花、一輪
矢のごとく強い西日がテラスに射し込み、ルヴァの瞼の裏を照らした。その余りの眩さにほんの少し身じろいで、そうっと目を開ける。
ロッキングチェアーにすっかりもたれかかって寝入っていたらしく、体を起こすと肩と首に痛みが走った。
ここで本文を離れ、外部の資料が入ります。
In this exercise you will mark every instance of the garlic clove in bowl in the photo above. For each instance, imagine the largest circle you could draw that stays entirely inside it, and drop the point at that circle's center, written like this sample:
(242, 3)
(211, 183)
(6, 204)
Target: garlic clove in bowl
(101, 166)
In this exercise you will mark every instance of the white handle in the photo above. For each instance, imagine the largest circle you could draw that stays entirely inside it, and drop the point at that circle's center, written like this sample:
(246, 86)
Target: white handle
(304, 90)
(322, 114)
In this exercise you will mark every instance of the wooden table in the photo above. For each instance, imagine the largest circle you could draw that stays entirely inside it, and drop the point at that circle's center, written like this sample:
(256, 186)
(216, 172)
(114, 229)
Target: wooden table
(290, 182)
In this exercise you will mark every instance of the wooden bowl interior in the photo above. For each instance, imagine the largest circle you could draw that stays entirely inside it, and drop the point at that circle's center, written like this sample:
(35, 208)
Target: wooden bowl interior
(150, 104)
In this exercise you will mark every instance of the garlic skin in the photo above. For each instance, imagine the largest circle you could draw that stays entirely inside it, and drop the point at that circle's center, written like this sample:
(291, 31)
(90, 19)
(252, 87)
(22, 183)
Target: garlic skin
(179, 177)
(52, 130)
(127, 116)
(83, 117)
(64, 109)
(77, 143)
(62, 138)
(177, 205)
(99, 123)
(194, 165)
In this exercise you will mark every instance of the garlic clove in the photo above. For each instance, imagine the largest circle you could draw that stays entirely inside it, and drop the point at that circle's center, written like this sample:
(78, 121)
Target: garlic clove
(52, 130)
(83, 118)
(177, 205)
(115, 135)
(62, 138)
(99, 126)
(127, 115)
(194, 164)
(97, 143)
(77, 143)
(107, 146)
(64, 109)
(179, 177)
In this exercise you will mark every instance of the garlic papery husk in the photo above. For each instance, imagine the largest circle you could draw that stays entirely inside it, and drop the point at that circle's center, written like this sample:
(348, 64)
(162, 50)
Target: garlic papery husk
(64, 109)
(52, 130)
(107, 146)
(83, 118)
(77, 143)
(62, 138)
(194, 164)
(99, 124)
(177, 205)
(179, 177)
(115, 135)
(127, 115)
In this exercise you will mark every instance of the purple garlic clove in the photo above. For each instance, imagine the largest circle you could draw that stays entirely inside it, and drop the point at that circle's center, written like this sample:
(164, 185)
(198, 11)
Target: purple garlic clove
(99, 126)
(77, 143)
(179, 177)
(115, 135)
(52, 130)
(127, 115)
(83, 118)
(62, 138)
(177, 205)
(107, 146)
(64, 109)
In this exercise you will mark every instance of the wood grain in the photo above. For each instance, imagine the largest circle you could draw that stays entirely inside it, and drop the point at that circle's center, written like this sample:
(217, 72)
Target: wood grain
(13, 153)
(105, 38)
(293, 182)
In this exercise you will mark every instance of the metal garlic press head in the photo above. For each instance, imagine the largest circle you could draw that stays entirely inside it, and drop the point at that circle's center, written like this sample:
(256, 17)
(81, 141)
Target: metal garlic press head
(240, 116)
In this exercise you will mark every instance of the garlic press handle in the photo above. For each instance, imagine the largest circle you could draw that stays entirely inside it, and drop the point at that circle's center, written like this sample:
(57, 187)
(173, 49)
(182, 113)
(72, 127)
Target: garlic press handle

ふと彼女のほうを見上げればまだ穏やかな表情ですやすやと眠っていて、まつ毛が夕日の光を受けて長い影を落としている。
ルヴァは思い切り伸びをして固まりきった体をほぐし──色んな場所からペキパキと鳴り出す関節の音が日頃の運動不足を物語っている──それからアンジェリークを起こさぬようそろりと庭に出た。
よく手入れされた芝生の綺麗さに誘われ思わず靴を脱ぎ捨てて裸足で踏みしめていき、片隅でこんもりと咲き乱れているジャスミンに手を伸ばす。
ルヴァの長い指先が触れる度に嗅ぎ慣れた優しい香りが辺りに漂い、彼の手のひらにひとつふたつと摘まれていった。
芝生のひんやりと艶やかな質感を足裏に感じつつ彼はテラスを振り返り、美しさとあどけなさを併せ持った天使の寝顔を見つめた。
間近で見てもアンジェリークはやはり美しくて、ルヴァは暫くの間飽きもせず眺め続けていた。
(アンジェの”Loin tu es toujours dans mon coeur”に対して、もし私が同じ言語で返事をするとしたら……何と言えばいいのでしょうね)
そんなことをふと考えて、彼女の寝顔の前で困ったようにくすりと笑う。
これ以上の言葉で当てはまる表現がないと思い至り、アンジェリークの傍らにゆっくりと跪いた。
どうか目を覚まさないで、と祈りつつそっと唇を重ねた。ほんの少し触れただけの、もし怒られても事故と言い逃れられる程度の淡い淡い口づけに乗せてルヴァは囁く。